Central bank’s rate has impact on rates offered by commercial banks for loans and savings accounts
The Bank of Canada’s rate, known as its target for the overnight rate, affects what Canadian borrowers and savers are offered from commercial banks on their loans and investments.
Broadly speaking, the bank cuts rates when it wants to stimulate the economy, and hikes rates when it wants to pump the brakes on inflation.
After standing on the sidelines for years, the bank unexpectedly cut its benchmark rate twice last year in an attempt to stimulate a Canadian economy waylaid by low oil prices.
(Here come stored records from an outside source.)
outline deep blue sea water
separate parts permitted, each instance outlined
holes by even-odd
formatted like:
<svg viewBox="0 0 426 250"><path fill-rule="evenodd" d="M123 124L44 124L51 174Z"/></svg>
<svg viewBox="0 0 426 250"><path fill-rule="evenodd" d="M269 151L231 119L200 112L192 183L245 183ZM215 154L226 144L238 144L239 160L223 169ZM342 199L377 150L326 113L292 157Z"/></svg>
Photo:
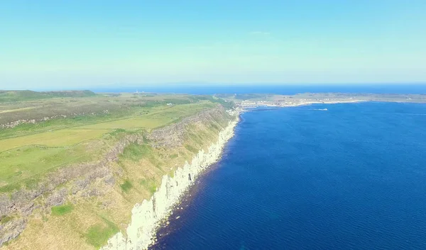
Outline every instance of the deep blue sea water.
<svg viewBox="0 0 426 250"><path fill-rule="evenodd" d="M426 249L425 125L415 103L244 113L153 249Z"/></svg>

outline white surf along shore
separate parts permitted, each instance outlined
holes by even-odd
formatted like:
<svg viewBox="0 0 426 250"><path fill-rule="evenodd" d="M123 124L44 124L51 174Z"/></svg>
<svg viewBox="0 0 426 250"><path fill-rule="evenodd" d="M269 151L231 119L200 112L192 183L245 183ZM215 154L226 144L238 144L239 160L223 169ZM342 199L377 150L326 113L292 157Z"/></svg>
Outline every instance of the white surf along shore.
<svg viewBox="0 0 426 250"><path fill-rule="evenodd" d="M153 237L160 223L167 219L178 203L185 191L194 183L201 172L219 159L226 142L234 136L234 129L239 122L229 122L228 126L219 133L219 139L212 143L207 152L199 151L191 164L175 171L173 177L163 176L161 186L149 200L135 205L132 210L131 221L126 229L127 237L119 232L108 240L101 250L143 250L154 243Z"/></svg>

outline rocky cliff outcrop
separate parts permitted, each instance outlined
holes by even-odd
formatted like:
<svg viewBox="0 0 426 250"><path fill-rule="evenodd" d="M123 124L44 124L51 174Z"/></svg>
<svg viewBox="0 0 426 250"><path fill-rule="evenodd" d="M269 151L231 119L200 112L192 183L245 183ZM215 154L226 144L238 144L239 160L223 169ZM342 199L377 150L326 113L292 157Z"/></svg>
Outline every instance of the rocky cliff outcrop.
<svg viewBox="0 0 426 250"><path fill-rule="evenodd" d="M114 185L116 185L116 178L119 176L119 173L112 170L111 164L118 160L119 156L129 144L149 143L155 147L182 146L189 126L197 123L206 124L219 119L229 120L231 117L235 117L232 115L234 114L226 113L223 107L219 106L216 108L204 110L184 118L179 123L153 130L151 133L127 135L111 147L99 161L60 168L48 174L42 181L34 186L16 190L9 194L0 194L0 246L20 235L25 229L30 215L35 212L34 210L38 211L36 212L48 214L52 207L66 203L70 196L83 198L99 196L112 190ZM230 136L230 132L226 131L226 136ZM219 135L219 142L222 144L224 143L224 132L221 132L222 135ZM217 152L217 149L214 147L216 146L213 148L212 147L212 152ZM216 151L213 150L214 149L216 149ZM207 154L200 153L199 155L201 156L197 157L207 157L211 159L218 157L211 154L213 153L209 152L210 150ZM211 156L207 157L207 155ZM197 161L198 160L195 159L192 162ZM179 173L177 171L175 174L178 175ZM192 180L197 174L194 173L188 173L191 174ZM99 187L99 182L102 183L102 188ZM95 183L97 183L97 187L93 186ZM161 188L160 188L160 190ZM170 194L167 194L167 196L170 196ZM154 199L152 201L153 204L156 203L154 201L156 200L161 200L160 198ZM134 227L136 224L133 225Z"/></svg>
<svg viewBox="0 0 426 250"><path fill-rule="evenodd" d="M153 242L153 237L159 223L167 218L180 197L203 170L219 159L224 146L234 135L236 123L237 120L230 122L219 132L217 142L212 143L207 152L200 150L190 164L186 162L175 171L173 177L164 176L160 187L151 198L133 207L131 222L126 230L127 237L121 232L116 234L101 250L146 249Z"/></svg>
Since then, the economy has showed signed of improvement, however, as the cheap loonie has helped manufacturers and exporters, and oil prices have stabilized around the $40 level in recent months.
In January, Canada’s gross domestic product grew by its biggest amount in more than two years, official data showed last month. That helps explain the new cautiously optimistic outlook from the central bank’s decision-makers.
“It does appear that the positive forces at work in the economy are starting to outweigh those that are negative,” the bank said in its statement Wednesday. “First-quarter GDP growth appears to have been unexpectedly strong.”
The Canadian dollar reacted positively to the news, erasing earlier losses of about a third of a cent to trade hands virtually unchanged on the day, at 78.35 cents US.
While keeping rates steady for now, the bank hiked its forecast of how it expects the economy to perform this year.